Norman looked over his shoulder out of the dining room window. They were standing at the wall again, six of them. They had moved from outside the bedroom to outside the dining room. When they saw Norman turn his head they ducked down, then slowly came up again. The one who stood with his mouth hanging open shouted something unintelligible and the others laughed.
‘You shouldn’t call them loonies,’ said Norman.
‘Spacers, then,’ said John.
‘You shouldn’t call them that either.’
‘That’s what they are, isn’t it?’
Norman looked at his wife.
‘I suppose it didn’t mention t
his fact in the brochure for the house?’
‘No, dear, it didn’t. Four minutes from the beach was enough for me. Shall I pull the blind for you?’
‘No, but it’s something animal in me. I don’t like to be watched while I’m eating.’
‘It’s good to know there’s some animal in you.’
Norman gave her a look then switched his gaze to his son.
‘John, is that the way to hold your fork?’
The rest of the evening the children spent watching the black and white television set which they had scorned when they first arrived. Norman went to the bedroom to do some work. He was writing a paper sparked off by Ryle’s distinction between pleasure and pain – that they were not elements on the same spectrum, that positive quantities of one did not lead to minus quantities of the other. He had become involved in tortuous arguments about sadism and masochism. He had shown his draughts to the Prof who had said, after some consideration, that the paper was tending more to the physiological than the philosophic. He had added, looking over his glasses, that he much preferred a wank. ‘Marriage is all right,’ he had said, ‘but there’s nothing like the real thing.’

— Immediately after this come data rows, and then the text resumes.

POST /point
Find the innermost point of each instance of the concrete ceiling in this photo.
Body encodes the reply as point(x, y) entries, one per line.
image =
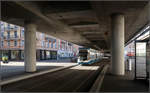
point(84, 23)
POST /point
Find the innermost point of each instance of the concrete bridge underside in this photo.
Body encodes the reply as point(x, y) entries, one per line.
point(94, 24)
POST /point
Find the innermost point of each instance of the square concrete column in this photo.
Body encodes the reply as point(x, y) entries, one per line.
point(117, 44)
point(30, 48)
point(149, 11)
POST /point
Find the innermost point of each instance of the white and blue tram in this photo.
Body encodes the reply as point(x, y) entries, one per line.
point(88, 56)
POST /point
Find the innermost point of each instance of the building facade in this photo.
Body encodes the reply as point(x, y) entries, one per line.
point(48, 47)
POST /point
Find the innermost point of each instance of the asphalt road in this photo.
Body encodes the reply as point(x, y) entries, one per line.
point(79, 78)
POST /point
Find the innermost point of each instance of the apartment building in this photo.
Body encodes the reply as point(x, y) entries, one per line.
point(48, 47)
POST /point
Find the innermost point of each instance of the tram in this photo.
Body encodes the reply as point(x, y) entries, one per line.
point(88, 56)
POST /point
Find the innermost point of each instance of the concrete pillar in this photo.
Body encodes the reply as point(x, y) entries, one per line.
point(117, 44)
point(149, 11)
point(30, 48)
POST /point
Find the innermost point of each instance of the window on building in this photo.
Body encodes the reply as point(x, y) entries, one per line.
point(43, 43)
point(22, 43)
point(16, 28)
point(48, 44)
point(15, 34)
point(2, 34)
point(55, 45)
point(8, 43)
point(15, 43)
point(8, 26)
point(52, 45)
point(22, 32)
point(8, 34)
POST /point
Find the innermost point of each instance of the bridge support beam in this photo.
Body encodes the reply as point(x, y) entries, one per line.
point(30, 48)
point(117, 44)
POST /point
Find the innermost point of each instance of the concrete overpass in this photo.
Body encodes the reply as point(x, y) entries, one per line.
point(96, 24)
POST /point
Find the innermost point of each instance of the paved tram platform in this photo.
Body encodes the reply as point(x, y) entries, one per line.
point(126, 83)
point(15, 69)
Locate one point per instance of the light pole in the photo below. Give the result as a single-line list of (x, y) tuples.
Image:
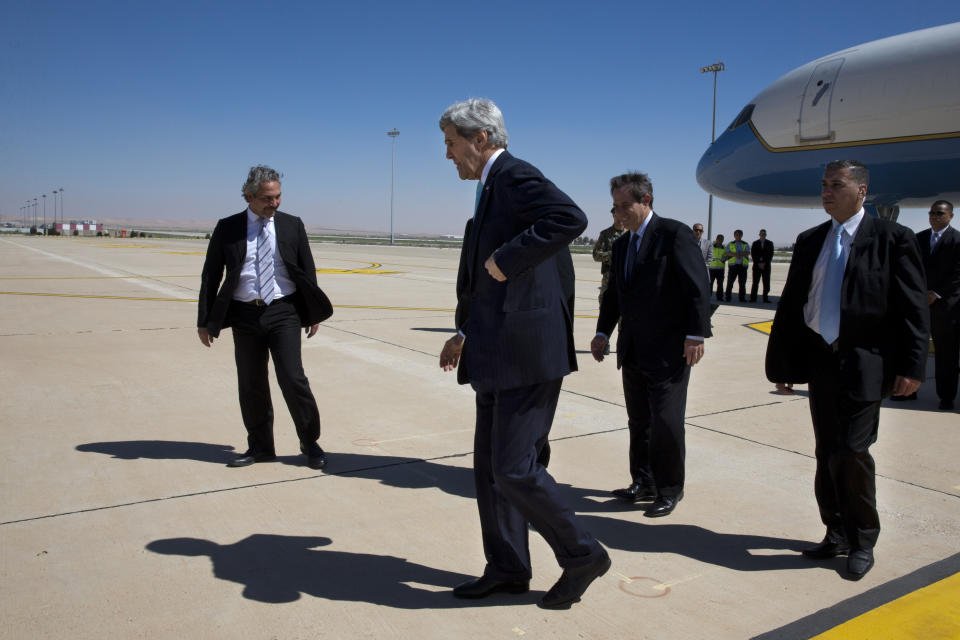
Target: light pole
[(393, 133), (714, 68)]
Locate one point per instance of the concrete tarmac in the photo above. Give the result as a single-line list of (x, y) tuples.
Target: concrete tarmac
[(120, 518)]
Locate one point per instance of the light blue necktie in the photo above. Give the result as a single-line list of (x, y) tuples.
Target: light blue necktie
[(266, 284), (476, 203), (633, 248), (832, 286)]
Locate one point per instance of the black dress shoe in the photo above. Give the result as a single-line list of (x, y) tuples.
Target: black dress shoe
[(573, 582), (859, 562), (250, 457), (636, 491), (827, 549), (316, 458), (663, 506), (486, 585), (912, 396)]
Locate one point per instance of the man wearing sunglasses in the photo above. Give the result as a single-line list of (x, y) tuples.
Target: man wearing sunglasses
[(940, 250)]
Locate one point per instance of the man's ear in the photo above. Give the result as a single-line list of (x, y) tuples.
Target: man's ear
[(481, 139)]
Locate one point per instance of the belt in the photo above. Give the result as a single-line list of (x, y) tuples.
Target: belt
[(257, 302)]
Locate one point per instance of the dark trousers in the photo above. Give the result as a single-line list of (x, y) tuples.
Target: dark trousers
[(844, 429), (259, 333), (656, 407), (946, 343), (513, 489), (737, 272), (759, 274), (717, 274)]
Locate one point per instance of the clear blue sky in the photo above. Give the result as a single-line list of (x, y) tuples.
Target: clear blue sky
[(156, 110)]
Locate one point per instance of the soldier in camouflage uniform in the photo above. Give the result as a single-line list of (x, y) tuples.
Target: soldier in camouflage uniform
[(602, 252)]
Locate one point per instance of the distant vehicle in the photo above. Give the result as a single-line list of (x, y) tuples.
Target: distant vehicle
[(893, 104)]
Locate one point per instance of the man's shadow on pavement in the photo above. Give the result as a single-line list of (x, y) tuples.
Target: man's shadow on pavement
[(730, 550), (163, 450), (279, 569)]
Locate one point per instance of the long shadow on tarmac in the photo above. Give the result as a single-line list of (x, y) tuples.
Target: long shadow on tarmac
[(727, 550), (278, 569), (162, 450)]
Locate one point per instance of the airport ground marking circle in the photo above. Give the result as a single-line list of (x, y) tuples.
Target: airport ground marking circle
[(634, 580)]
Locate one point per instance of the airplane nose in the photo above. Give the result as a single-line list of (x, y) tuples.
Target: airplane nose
[(718, 165)]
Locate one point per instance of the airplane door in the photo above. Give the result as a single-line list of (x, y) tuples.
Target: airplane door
[(815, 108)]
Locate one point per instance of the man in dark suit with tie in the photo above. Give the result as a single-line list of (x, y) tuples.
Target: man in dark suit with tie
[(514, 345), (762, 253), (270, 291), (940, 249), (852, 322), (658, 291)]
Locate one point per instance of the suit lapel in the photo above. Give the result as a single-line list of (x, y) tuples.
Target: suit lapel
[(861, 244), (650, 236), (480, 215)]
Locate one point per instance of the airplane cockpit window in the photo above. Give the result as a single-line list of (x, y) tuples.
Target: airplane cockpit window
[(742, 118)]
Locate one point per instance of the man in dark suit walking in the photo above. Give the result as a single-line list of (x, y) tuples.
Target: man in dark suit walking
[(270, 291), (852, 322), (514, 346), (940, 249), (762, 253), (659, 292)]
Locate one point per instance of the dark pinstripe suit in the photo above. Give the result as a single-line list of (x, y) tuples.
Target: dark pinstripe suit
[(518, 347)]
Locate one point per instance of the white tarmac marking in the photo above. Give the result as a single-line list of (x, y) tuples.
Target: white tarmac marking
[(169, 291)]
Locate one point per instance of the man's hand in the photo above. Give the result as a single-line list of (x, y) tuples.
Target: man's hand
[(491, 266), (205, 336), (450, 355), (597, 346), (692, 351), (904, 386)]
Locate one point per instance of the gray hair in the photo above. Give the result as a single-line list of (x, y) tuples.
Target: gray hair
[(858, 171), (257, 176), (475, 115), (639, 184)]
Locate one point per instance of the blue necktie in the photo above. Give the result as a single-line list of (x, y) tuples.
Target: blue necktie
[(832, 286), (476, 203), (265, 280), (633, 247)]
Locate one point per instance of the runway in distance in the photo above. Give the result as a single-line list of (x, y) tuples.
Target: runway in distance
[(893, 104)]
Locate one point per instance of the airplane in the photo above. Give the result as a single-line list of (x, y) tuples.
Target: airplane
[(893, 104)]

Norman never knew how to take him, never knew when he was serious. The man could be guilty of the most infantile jokes. He repeatedly accused Norman of talking a lot of hot Ayer and of being easily Ryled. What could you say to a man like that? He was always goosing and patting his young secretary – and she didn’t seem to mind. He was a woolly existentialist who spoke about metaphysical concepts that could not be defined. He said that, with its pernickety approach to language, British philosophy was disappearing up its own arse while the world around it was in chaos. Also that British philosophy – including Norman – was like a butcher sharpening his knives. Eventually the knives would wear away but the meat would still be there to be cut. Norman thought, what more could you expect from the son of a County Derry farmer?
Norman had just written the first sentence of the severe rewriting the Prof had suggested when Patricia came into the room.